Re: [PATCH 2/2] mm: Remember young bit for page migrations

From: Nadav Amit <nadav.amit@gmail.com>
To: Peter Xu <peterx@redhat.com>
Cc: LKML <linux-kernel@vger.kernel.org>,
	linux-mm@kvack.org, Andrea Arcangeli <aarcange@redhat.com>,
	Andi Kleen <andi.kleen@intel.com>,
	Andrew Morton <akpm@linux-foundation.org>,
	David Hildenbrand <david@redhat.com>,
	Hugh Dickins <hughd@google.com>,
	Huang Ying <ying.huang@intel.com>,
	"Kirill A . Shutemov" <kirill@shutemov.name>,
	Vlastimil Babka <vbabka@suse.cz>
Subject: Re: [PATCH 2/2] mm: Remember young bit for page migrations
Date: Wed, 3 Aug 2022 00:42:54 -0700	[thread overview]
Message-ID: <EEBB9DDB-3D67-42BD-BD16-4264F40760CD@gmail.com> (raw)
In-Reply-To: <20220803012159.36551-3-peterx@redhat.com>

On Aug 2, 2022, at 6:21 PM, Peter Xu <peterx@redhat.com> wrote:

> When page migration happens, we always ignore the young bit settings in the
> old pgtable, and marking the page as old in the new page table using either
> pte_mkold() or pmd_mkold().
> 
> That's fine from functional-wise, but that's not friendly to page reclaim
> because the moving page can be actively accessed within the procedure.  Not
> to mention hardware setting the young bit can bring quite some overhead on
> some systems, e.g. x86_64 needs a few hundreds nanoseconds to set the bit.
> 
> Actually we can easily remember the young bit configuration and recover the
> information after the page is migrated.  To achieve it, define a new bit in
> the migration swap offset field to show whether the old pte has young bit
> set or not.  Then when removing/recovering the migration entry, we can
> recover the young bit even if the page changed.
> 
> One thing to mention is that here we used max_swapfile_size() to detect how
> many swp offset bits we have, and we'll only enable this feature if we know
> the swp offset can be big enough to store both the PFN value and the young
> bit.  Otherwise the young bit is dropped like before.

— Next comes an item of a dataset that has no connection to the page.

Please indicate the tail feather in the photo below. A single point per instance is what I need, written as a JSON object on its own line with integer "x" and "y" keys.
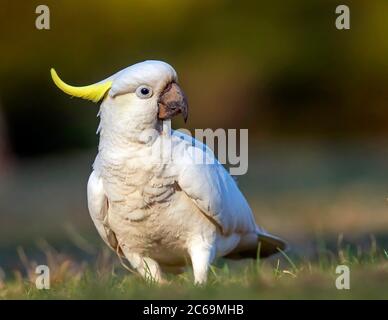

I gave it some more thought and I am less confident whether this is the best
solution. Not sure it is not either, so I am raising an alternative with
pros and cons.

An alternative would be to propagate the access bit into the page (i.e.,
using folio_set_young()) and then set it back into the PTE later (i.e.,
based on folio_test_young()). It might even seem that in general it is
better to always set the page access bit if folio_test_young().

This can be simpler and more performant. Setting the access-bit would not
impact reclaim decisions (as the page is already considered young), would
not induce overheads on clearing the access-bit (no TLB flush is needed at
least on x86), and would save the time the CPU takes to set the access bit
if the page is ever accessed (on x86).

It may also improve the preciseness of page-idle mechanisms and the
interaction with it. IIUC, page-idle does not consider migration entries, so
the user would not get indication that pages under migration are not idle.
When page-idle is reset, migrated pages might be later reinstated as
“accessed”, giving wrong indication that the pages are not-idle, when in
fact they are.

On the negative side, I am not sure whether other archs, that might require
a TLB flush for resetting the access-bit, and the overhead of doing atomic
operation to clear the access-bit, would not induce more overhead than they
would save.

One more unrelated point - note that remove_migration_pte() would always set
a clean PTE even when the old one was dirty…